Fanny, Yacine, et Wilhem ont trois ou quatre ans de plus que les étudiants de leur promo. Mais ils ont enfin le sentiment d’avoir trouvé le cursus qu’il leur sied. Et Fanny de conclure : « Certes, j’ai pris du retard dans mes études mais ce ne sont pas des années perdues. J’ai appris des choses, rencontré des gens intéressants, j’ai appris à me connaître. Ce n’est pas un échec. »

LES CONSEILS DE JUSTINE DELAHAYE POUR LES PAUMÉS DANS LES ÉTUDES

· Faire un service civique.

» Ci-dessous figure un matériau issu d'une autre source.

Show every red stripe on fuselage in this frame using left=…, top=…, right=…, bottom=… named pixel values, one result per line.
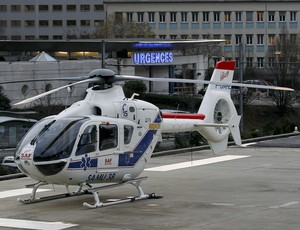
left=216, top=60, right=235, bottom=70
left=162, top=113, right=205, bottom=120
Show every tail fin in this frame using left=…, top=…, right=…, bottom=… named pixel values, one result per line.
left=198, top=60, right=241, bottom=154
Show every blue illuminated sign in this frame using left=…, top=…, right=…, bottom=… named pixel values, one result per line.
left=133, top=42, right=172, bottom=49
left=133, top=51, right=173, bottom=65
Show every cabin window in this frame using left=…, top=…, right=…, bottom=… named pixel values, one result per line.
left=76, top=125, right=97, bottom=156
left=124, top=125, right=133, bottom=145
left=99, top=124, right=118, bottom=150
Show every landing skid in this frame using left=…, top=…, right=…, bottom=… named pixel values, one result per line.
left=18, top=177, right=162, bottom=208
left=83, top=177, right=162, bottom=208
left=18, top=182, right=91, bottom=204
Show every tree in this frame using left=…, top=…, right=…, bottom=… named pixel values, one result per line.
left=93, top=15, right=155, bottom=38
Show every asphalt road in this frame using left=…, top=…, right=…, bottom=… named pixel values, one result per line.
left=0, top=136, right=300, bottom=230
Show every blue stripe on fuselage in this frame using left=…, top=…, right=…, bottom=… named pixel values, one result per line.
left=119, top=115, right=162, bottom=166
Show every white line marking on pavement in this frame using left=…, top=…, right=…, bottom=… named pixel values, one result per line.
left=0, top=188, right=50, bottom=199
left=0, top=218, right=77, bottom=230
left=145, top=155, right=250, bottom=172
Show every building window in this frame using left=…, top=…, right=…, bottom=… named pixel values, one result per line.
left=0, top=20, right=7, bottom=28
left=39, top=5, right=48, bottom=11
left=268, top=57, right=275, bottom=68
left=94, top=5, right=104, bottom=11
left=268, top=34, right=275, bottom=45
left=268, top=12, right=275, bottom=22
left=246, top=11, right=253, bottom=22
left=235, top=11, right=242, bottom=22
left=25, top=5, right=34, bottom=12
left=25, top=35, right=35, bottom=40
left=279, top=11, right=285, bottom=22
left=170, top=12, right=177, bottom=22
left=246, top=57, right=253, bottom=68
left=10, top=5, right=21, bottom=12
left=52, top=5, right=62, bottom=11
left=80, top=20, right=91, bottom=26
left=224, top=34, right=231, bottom=45
left=181, top=34, right=189, bottom=39
left=53, top=35, right=63, bottom=40
left=52, top=20, right=62, bottom=26
left=11, top=35, right=22, bottom=40
left=246, top=34, right=253, bottom=45
left=290, top=11, right=297, bottom=22
left=257, top=57, right=264, bottom=68
left=94, top=20, right=104, bottom=27
left=39, top=20, right=49, bottom=27
left=80, top=5, right=90, bottom=11
left=137, top=12, right=144, bottom=22
left=126, top=12, right=133, bottom=22
left=159, top=12, right=166, bottom=22
left=224, top=12, right=231, bottom=22
left=11, top=20, right=21, bottom=27
left=148, top=12, right=155, bottom=22
left=214, top=12, right=220, bottom=22
left=192, top=12, right=199, bottom=22
left=67, top=5, right=76, bottom=11
left=67, top=20, right=76, bottom=26
left=25, top=20, right=35, bottom=27
left=290, top=34, right=297, bottom=44
left=235, top=34, right=242, bottom=45
left=257, top=34, right=264, bottom=45
left=279, top=34, right=286, bottom=44
left=39, top=35, right=49, bottom=40
left=0, top=5, right=7, bottom=12
left=257, top=11, right=264, bottom=22
left=181, top=12, right=187, bottom=22
left=202, top=12, right=209, bottom=22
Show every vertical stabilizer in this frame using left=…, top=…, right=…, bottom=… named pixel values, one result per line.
left=198, top=60, right=241, bottom=154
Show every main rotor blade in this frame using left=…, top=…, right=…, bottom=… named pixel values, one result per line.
left=0, top=76, right=89, bottom=85
left=13, top=79, right=99, bottom=106
left=115, top=75, right=294, bottom=91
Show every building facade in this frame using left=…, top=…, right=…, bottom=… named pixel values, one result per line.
left=104, top=0, right=300, bottom=68
left=0, top=0, right=105, bottom=40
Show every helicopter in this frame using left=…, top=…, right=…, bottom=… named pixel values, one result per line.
left=2, top=60, right=292, bottom=208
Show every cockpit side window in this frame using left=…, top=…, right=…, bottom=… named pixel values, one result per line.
left=124, top=125, right=133, bottom=145
left=99, top=124, right=118, bottom=151
left=76, top=125, right=98, bottom=156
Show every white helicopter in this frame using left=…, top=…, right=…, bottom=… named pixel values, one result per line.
left=4, top=58, right=292, bottom=208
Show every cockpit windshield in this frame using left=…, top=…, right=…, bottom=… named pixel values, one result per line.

Un outil qu’on peut voir comme un tremplin, un break ou un plan de secours en cas de désillusion, ou de déception sur Parcoursup.

· S’accorder un break. Vendre des chouchous sur la plage, faire le Tour d’Europe à vélo ou retaper une grange avec des néoruraux. De quoi faire de belles rencontres et découvrir des métiers.

· Miser sur l’éducation hors les murs. Tester sur le terrain, faire du bénévolat, se former avec les MOOCs, des chaînes YouTube…

· Miser sur le mentorat. Il existe de nombreuses structures pour accompagner ton cheminement : le dispositif 1 jeune, 1 mentor mis en place par le gouvernement, les programmes des associations Article 1 ou Powa, etc.